Now rime, the son of rage, which art no kin to skill,
And endless grief, which deads my life, yet knows not how to kill,
To seek that hapless tomb, which if ye hap to find,
Salute the stones, that keep the limbs, that held so good a mind.
AND I have another epitaph, from A.W., for Sidney, which contains
the same kinds of sentiments! Who but Oxford
would have written such a poem to Sidney ?
He writes it “obscured in secret heart”—he can’t even give his identity and the
poem was published with no name attached to it, though it is acknowledged by
everyone that it is not the work of Spenser.
So, not only do we have a man who takes to the stage of
public grieving to tell at least as much of his own personal woes as he laments
the honored deceased, but he admits to envy and that he never gives a man his
due! This is a unique psychological
profile!
************************
story on Such/Much, Ignoto, Jonson, etc.
I went through all of APR, A Paradyce of Dainte Devises, most of Sidney, Shepherd's Calendar (spelled so many different ways, orig. Shepheardes) and numerous of other of Spenser's longer poems, and found only a handful of "such. . .much" couples, or rhymes. One would think it is such an obvious rime that there would be many examples of it, but not so. But, diligence willing out, I was able to find in Spenser's Astrophell (in the section of poems not by Spenser) this additional example, from a poem entitle "An Elegie, or friends passion, for his Astrophill. Written upon the death of the right Honourable sir Phillip Sidney Knight, Lord Gouernour of Flushing" (published in Astrophell, 1595):
Of him you know his merit such,
I cannot say, you heare too much.
Of course "you heare too much" is equivalent to "cannot praise too much."

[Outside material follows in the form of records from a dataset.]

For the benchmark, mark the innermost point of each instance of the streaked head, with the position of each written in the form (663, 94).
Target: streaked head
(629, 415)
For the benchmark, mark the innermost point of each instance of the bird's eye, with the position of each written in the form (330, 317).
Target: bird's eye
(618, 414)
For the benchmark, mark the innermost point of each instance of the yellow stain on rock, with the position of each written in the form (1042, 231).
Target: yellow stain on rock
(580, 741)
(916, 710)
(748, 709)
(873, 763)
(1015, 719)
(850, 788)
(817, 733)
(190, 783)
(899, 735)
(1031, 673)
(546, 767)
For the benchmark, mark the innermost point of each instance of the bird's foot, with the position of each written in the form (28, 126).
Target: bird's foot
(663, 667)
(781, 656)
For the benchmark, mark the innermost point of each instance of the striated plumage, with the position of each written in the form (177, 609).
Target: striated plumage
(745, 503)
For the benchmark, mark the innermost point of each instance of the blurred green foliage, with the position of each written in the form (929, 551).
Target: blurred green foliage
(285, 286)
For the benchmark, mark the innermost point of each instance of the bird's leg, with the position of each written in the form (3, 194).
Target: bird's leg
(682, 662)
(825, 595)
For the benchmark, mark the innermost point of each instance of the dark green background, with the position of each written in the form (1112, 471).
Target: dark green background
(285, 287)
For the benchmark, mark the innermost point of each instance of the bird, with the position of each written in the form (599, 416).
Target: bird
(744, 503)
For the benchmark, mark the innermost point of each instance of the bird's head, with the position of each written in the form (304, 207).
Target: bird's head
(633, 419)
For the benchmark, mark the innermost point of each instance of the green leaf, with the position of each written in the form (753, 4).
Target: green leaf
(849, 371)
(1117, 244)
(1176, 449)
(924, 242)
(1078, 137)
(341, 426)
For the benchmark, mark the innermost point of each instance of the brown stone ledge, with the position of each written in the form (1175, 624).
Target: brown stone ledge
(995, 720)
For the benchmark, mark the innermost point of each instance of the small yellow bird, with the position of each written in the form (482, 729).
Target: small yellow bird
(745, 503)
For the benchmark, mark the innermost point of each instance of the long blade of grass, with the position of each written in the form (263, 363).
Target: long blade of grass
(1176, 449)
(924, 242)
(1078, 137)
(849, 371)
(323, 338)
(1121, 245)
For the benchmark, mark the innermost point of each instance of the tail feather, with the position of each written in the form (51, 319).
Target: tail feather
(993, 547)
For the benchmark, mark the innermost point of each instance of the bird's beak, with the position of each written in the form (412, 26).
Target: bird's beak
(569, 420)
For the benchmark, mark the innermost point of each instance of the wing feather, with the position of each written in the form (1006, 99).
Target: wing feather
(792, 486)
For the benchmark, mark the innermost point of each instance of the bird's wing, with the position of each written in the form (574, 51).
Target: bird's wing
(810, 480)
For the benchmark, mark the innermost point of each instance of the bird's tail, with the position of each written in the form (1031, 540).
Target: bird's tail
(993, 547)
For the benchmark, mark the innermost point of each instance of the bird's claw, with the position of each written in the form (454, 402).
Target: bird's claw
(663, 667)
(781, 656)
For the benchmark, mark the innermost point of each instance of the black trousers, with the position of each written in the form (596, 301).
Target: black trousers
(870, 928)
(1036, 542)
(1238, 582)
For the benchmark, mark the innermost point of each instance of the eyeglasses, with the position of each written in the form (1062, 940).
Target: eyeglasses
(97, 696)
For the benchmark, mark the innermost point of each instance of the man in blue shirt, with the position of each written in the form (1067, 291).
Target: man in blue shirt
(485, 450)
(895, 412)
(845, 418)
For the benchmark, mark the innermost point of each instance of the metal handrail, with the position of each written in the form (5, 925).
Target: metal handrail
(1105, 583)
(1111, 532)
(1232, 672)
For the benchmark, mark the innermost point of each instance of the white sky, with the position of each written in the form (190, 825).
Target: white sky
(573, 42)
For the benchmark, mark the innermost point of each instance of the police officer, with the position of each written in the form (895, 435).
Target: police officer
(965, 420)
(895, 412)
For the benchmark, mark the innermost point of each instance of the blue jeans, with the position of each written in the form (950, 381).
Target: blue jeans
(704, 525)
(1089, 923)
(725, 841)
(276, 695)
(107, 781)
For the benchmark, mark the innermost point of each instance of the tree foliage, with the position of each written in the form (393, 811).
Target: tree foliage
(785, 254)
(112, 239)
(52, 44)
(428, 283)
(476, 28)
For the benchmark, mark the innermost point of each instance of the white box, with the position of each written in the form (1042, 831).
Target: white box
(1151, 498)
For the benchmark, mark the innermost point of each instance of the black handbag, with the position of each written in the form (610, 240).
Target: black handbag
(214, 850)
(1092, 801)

Rather interesting, don't you think? The poem was publishing without
ascription but it is credited, allegedly on "internal evidence" to Mathew
Roydon. Wonder where he got it from? Ha, ha.
But the lead-in to that couplet I cannot hold back from you.
"You knew--who knew not? Astrophill
That I should live to say I knew,
And have not in possession still!)
Things knowne permit me to renew;
Of him you know his merit such
I cannot say, you hear, too much.
The phrase in SC and one of the most famous lines, certainly in regard to
Rosalind is "who knew not Rosalind"--which indicated "knew" in the Biblical
sense, had sexual relations with. The lead in line to the couplet is most
interesting, "THINGS KNOWN PERMIT ME TO RENEW" There is the crux of the
matter, he is renewing lines sounded to Spenser by Ignoto!!!